I am new to Apache Hbase and I am using hbase-0.98.13 and I have created a table sample with column family sample_family. And I have loaded the output from pig script to hbase table. when I try to scan the table based on one of the column in column family it takes more than 2 minutes.

Here is the query

scan 'sample', {FILTER=>"SingleColumnValueFilter('sample_family','id',=,'binary:1000')"}

Can any one tell me how to bring this process in one or two seconds?

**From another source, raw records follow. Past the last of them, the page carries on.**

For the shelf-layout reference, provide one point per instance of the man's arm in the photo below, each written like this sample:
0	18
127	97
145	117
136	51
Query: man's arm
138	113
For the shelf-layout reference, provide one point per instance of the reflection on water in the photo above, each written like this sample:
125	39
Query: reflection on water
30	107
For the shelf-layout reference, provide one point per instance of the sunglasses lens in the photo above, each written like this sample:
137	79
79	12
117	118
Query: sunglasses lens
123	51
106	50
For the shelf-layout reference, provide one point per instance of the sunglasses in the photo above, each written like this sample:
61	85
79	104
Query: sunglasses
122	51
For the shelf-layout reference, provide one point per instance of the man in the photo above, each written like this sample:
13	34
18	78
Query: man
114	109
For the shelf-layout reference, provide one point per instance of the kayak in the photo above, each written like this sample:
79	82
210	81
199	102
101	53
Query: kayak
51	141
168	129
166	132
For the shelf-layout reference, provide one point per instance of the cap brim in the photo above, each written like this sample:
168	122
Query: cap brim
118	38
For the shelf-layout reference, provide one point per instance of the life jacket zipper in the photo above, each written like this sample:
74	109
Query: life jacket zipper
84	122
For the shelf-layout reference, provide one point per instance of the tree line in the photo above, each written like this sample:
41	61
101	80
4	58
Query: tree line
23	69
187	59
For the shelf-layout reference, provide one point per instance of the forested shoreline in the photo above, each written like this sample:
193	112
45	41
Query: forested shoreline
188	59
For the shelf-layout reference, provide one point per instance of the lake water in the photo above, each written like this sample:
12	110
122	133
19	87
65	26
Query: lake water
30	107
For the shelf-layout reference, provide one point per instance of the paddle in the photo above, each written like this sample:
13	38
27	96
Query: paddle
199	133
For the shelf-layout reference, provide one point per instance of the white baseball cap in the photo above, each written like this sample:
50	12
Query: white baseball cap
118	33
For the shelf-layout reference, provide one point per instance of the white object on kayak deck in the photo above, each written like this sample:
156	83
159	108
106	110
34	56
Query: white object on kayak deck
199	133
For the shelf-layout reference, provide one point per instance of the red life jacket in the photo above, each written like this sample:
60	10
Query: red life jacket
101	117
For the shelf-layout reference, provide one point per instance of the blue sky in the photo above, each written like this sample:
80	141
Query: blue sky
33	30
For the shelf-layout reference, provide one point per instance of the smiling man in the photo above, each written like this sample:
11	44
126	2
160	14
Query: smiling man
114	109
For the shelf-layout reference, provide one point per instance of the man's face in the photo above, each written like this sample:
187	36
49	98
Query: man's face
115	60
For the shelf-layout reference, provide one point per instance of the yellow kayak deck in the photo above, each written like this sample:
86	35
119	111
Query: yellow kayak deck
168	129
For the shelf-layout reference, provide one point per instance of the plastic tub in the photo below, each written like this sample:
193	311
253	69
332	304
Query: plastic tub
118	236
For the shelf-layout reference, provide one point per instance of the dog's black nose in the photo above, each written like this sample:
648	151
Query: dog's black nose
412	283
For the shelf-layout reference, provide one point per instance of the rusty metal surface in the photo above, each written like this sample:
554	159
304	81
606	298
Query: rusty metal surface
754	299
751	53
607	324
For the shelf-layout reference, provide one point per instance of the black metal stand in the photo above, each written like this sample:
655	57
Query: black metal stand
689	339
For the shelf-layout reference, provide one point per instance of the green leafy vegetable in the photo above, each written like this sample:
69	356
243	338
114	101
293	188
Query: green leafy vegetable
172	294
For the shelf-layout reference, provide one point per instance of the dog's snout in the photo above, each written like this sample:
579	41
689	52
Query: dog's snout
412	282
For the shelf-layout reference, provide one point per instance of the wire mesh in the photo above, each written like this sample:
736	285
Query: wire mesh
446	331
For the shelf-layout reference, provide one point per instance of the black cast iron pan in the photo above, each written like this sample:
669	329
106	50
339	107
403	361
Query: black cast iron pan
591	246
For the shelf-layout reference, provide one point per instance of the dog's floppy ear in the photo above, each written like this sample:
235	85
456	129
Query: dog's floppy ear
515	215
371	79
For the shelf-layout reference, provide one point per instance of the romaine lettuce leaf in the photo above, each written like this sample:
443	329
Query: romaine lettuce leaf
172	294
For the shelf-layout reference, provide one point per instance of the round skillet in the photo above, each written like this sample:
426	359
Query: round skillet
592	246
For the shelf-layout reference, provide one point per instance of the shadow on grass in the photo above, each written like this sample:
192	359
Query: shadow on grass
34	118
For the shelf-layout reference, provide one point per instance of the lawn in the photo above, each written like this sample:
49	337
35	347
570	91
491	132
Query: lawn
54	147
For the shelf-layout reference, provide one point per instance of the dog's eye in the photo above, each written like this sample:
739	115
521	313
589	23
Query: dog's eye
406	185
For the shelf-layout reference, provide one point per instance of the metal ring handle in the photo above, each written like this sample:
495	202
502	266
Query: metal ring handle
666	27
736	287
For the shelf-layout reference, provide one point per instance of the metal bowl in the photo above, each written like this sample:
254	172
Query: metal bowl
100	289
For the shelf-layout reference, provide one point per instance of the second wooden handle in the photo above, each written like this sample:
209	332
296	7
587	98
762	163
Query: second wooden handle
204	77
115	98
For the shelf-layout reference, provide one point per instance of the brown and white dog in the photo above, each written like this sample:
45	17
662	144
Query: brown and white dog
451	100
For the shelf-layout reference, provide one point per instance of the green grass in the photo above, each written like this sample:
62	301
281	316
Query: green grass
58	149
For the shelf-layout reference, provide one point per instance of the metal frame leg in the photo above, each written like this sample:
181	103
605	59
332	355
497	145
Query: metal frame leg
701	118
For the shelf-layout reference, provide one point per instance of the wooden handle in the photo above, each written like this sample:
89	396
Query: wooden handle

Is there any configuration changes to be made for this? Can any one help me in this?

1
Querying values in HBase cells is not the most performance part of HBase engine. As @Matik said you should properly design your row keys to achieve maximum HBase performance.maxteneff
@maxteneff. I have a doubt whether row key value must be unique?wazza

1 Answers

2
votes

There's no silver bullet to make a search in HBase fast. A scan in your example has to iterate over all the rows in a table, that's why it takes significant time on large tables. And there are no secondary indices in HBase that help to improve a search by specific columns.

The most effective way to improve scans perfomance is to have properly designed row keys. HBase internally keeps rows sorted by row keys, and you can specify start and end rows for a scan. So it's crucial to have row keys designed for search by the most frequent criteria. In your question you search by column id where a value is 1000. You could put this id into the row key (however, you have to make sure you avoid regions hotspotting).